An alternative approach would be to use JVMTI's allocation sampling to handle it for us. I think this is probably a bad idea (it requires native code, and even if we just enable it for CC's threads, I'm not sure what performance it has on the whole VM[^1]), but worth mentioning at least.

[^1]: The JEP mentions it's a 1% performance overhead with an empty handler, increasing to 3% for something which tracks each allocated object. Which isn't massive, but across the whole of Minecraft would be unacceptable!

[SquidDev]

One issue which has only just occurred to me, is that while allocation sampling is fine for monitoring "normal" computers, it's not safe against adversarial attacks.

The main issue is that not all allocations are tracked (which is intentional, as otherwise this would come with massive overhead!). This means that if you have an oracle to detect whether an allocation was tracked or not, you can retain references to non-tracked objects and drop references to tracked ones. This means your tracked memory remains constant, but actual memory continues to grow!
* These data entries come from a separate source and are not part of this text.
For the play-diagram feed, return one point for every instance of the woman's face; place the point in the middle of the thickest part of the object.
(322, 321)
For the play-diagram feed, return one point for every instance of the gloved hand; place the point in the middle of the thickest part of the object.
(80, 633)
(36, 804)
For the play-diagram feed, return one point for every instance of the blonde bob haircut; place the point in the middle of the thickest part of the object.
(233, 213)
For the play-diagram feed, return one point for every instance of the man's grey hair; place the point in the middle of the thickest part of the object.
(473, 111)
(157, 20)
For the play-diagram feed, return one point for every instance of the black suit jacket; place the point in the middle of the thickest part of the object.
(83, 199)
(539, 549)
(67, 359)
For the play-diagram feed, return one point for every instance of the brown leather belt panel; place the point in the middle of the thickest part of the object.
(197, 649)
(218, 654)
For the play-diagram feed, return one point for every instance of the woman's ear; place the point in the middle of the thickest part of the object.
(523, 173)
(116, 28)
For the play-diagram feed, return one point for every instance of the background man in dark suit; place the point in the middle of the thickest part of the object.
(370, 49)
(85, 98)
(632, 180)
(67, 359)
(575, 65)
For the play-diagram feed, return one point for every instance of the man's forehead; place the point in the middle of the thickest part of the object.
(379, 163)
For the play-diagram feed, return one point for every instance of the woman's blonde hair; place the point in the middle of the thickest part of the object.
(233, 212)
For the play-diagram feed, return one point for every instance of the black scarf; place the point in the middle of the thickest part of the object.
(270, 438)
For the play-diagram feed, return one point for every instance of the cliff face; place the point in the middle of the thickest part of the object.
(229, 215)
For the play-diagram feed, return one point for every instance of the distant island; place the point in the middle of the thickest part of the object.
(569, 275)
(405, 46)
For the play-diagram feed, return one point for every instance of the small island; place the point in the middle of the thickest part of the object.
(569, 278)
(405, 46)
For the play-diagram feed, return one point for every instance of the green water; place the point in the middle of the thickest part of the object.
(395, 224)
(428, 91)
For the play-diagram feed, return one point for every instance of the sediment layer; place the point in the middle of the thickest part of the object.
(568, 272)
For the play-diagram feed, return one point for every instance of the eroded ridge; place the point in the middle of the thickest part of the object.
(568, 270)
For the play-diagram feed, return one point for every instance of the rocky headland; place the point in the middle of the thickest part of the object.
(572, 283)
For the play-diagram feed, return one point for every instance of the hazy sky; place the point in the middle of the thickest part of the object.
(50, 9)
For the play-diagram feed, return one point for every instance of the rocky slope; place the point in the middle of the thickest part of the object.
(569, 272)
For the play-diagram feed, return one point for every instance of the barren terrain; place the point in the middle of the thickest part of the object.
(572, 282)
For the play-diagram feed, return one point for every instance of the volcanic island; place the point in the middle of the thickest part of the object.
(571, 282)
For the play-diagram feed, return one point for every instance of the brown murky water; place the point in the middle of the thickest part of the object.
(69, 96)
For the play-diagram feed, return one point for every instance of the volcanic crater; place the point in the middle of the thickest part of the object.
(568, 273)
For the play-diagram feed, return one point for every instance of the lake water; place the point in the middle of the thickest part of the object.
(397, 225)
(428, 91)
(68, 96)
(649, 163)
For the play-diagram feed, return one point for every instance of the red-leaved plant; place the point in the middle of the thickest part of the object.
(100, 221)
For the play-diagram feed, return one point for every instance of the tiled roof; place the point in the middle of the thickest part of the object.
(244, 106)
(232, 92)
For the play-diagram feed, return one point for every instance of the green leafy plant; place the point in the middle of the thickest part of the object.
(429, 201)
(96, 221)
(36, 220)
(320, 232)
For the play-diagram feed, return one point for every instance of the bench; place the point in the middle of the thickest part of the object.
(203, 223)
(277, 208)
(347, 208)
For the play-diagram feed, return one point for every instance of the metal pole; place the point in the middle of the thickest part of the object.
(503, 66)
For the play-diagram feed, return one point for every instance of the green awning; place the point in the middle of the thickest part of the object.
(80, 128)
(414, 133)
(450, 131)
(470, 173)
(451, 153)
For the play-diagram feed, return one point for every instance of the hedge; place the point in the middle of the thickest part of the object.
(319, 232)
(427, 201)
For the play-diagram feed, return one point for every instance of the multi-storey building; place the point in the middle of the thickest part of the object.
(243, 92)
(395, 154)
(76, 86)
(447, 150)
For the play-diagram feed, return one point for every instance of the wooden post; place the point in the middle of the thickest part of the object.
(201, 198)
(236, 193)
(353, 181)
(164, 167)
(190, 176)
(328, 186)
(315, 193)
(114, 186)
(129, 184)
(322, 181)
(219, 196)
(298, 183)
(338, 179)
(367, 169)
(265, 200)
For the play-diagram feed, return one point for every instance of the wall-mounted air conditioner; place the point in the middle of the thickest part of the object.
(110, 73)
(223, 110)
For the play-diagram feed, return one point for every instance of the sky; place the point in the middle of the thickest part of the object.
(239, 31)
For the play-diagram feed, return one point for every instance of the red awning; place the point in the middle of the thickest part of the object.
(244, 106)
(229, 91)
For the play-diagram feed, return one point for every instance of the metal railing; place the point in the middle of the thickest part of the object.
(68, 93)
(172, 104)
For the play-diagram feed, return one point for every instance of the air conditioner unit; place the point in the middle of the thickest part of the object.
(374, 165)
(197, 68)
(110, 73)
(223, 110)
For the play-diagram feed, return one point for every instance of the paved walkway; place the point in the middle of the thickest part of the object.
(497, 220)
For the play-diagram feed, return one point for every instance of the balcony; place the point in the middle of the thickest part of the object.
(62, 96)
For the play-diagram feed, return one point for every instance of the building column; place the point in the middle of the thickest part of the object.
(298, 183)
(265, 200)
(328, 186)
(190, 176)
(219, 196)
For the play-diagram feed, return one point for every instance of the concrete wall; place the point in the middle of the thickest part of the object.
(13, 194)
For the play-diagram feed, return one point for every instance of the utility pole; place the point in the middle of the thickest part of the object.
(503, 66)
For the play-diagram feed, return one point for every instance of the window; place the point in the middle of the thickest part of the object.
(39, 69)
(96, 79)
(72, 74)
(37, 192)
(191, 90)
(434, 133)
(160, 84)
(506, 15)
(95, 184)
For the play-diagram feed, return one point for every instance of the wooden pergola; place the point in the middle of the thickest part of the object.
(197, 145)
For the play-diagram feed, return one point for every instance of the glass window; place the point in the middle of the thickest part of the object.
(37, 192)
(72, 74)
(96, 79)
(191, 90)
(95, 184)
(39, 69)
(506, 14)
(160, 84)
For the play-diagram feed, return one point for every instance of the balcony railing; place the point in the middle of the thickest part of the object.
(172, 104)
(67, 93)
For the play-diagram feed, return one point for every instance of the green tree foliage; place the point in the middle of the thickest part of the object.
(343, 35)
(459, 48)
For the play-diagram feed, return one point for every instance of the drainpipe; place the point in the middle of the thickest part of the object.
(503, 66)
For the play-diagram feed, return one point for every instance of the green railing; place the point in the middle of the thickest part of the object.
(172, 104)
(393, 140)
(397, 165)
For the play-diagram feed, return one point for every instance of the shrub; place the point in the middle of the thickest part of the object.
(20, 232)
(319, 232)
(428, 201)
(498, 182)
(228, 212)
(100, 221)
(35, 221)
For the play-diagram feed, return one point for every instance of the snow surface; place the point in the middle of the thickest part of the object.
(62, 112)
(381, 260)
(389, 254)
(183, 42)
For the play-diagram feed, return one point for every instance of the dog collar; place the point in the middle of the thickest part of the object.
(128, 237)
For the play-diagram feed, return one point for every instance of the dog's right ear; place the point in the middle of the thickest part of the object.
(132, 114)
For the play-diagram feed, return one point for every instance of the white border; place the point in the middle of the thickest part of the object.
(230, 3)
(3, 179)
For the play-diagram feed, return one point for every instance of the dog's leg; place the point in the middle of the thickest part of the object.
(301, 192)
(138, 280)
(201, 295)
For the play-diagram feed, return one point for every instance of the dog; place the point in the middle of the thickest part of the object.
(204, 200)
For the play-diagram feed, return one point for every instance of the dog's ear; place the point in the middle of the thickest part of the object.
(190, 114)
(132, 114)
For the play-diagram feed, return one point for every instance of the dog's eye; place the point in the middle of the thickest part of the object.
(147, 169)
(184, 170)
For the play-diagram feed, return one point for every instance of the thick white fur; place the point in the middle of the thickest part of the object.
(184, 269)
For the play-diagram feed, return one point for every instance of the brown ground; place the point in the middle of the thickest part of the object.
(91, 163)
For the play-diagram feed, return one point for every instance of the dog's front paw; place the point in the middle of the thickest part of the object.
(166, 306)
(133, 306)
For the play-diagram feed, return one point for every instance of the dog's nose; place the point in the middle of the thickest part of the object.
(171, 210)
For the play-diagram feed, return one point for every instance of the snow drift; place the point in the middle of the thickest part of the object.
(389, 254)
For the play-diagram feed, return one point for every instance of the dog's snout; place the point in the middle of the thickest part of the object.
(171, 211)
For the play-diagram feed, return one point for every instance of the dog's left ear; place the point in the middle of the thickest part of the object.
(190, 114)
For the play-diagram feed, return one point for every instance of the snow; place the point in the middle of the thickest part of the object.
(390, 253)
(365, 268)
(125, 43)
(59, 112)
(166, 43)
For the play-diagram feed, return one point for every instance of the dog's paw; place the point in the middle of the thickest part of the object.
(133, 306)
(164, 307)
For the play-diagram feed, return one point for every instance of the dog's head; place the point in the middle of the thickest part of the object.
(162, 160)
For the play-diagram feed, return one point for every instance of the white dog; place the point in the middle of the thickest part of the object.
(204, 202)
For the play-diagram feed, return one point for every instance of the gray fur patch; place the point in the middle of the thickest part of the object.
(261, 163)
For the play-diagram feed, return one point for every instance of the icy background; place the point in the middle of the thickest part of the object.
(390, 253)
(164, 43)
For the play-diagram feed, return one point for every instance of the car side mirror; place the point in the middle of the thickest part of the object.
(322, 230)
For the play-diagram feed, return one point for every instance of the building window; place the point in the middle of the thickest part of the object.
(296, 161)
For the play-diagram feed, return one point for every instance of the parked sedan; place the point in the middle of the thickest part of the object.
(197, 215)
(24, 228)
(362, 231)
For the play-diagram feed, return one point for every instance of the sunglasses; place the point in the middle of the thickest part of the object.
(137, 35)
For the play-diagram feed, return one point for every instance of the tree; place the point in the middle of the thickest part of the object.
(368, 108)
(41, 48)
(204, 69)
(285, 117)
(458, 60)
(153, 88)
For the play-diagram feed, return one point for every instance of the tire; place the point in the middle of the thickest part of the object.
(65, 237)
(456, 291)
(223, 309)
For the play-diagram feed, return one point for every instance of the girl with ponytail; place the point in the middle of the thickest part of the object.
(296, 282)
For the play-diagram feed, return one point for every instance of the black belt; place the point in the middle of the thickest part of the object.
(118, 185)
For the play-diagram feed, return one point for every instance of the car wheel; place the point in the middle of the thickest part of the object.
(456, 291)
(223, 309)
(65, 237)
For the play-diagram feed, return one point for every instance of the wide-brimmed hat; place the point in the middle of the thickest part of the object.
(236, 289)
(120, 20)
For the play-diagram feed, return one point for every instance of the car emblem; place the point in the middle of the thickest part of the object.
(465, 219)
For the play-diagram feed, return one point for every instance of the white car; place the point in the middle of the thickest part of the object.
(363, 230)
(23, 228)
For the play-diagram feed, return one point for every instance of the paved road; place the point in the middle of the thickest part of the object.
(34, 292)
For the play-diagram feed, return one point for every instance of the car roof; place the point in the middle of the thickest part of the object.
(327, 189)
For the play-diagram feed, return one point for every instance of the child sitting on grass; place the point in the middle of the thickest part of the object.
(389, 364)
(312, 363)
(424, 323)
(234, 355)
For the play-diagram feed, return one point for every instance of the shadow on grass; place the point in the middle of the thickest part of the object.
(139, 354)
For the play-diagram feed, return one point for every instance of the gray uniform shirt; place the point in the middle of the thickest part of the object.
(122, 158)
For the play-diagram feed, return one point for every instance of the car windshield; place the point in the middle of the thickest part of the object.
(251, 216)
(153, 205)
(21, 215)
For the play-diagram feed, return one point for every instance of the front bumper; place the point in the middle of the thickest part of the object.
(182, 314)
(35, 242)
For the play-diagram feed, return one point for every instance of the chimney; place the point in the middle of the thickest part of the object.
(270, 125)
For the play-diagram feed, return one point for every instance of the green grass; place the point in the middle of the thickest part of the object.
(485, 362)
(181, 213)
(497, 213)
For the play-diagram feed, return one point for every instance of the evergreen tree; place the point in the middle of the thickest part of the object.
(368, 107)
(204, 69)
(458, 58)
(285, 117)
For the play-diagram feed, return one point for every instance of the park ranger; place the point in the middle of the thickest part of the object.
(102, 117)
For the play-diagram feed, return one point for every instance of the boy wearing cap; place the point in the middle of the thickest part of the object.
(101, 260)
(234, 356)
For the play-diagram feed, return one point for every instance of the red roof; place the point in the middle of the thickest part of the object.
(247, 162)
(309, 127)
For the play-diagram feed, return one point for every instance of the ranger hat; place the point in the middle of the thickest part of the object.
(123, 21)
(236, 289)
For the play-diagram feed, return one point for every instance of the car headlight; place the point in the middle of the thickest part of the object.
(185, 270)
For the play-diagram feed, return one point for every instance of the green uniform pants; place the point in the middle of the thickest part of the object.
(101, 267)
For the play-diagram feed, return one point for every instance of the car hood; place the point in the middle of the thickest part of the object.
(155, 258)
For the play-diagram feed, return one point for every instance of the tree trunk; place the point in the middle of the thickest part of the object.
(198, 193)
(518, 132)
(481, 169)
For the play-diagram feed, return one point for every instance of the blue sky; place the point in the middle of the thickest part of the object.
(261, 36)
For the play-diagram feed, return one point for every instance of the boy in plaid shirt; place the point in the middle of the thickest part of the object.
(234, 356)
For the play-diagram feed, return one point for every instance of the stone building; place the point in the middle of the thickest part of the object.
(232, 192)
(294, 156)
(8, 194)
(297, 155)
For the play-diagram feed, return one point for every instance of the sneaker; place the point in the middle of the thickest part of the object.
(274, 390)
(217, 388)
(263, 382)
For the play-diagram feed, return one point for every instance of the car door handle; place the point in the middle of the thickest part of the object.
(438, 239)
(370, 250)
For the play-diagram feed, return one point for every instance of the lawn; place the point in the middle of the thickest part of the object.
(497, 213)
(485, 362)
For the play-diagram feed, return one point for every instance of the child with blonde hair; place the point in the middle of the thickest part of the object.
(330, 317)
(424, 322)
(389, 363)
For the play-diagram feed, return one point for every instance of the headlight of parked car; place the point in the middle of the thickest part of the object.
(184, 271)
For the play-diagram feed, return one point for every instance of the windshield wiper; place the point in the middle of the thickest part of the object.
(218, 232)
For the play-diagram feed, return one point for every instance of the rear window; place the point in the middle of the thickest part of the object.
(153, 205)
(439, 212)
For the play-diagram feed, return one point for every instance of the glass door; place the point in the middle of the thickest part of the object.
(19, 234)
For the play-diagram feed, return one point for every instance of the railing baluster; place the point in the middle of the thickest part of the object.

There are some obvious oracles (collectgarbage("count")) which we could block, but more problematically receiving a "out of memory" error is itself an indicator that the object was probably tracked. This means we could write a program like follows:

local tbl = {}

-- Fill tbl with 0s until we OOM
local i = 1
while pcall(function() tbl[i] = 0 end) do i = i + 1 end

-- Now fill tbl with untracked strings.
local i = 1
while true do
  local ok, res = pcall(string.rep, " ", 1024)
  if ok then
    -- Allocation wasn't tracked, keep a reference to it
    tbl[i] = i
    i = i + 1
  else
    -- Out of memory, try again
  end
end

I honestly don't know if there's a good solution to this :/.

[SquidDev]

I think the best solution for now is probably to not impose any memory limits at all (thus removing the oracle) and just provide monitoring tools on the CC:T side.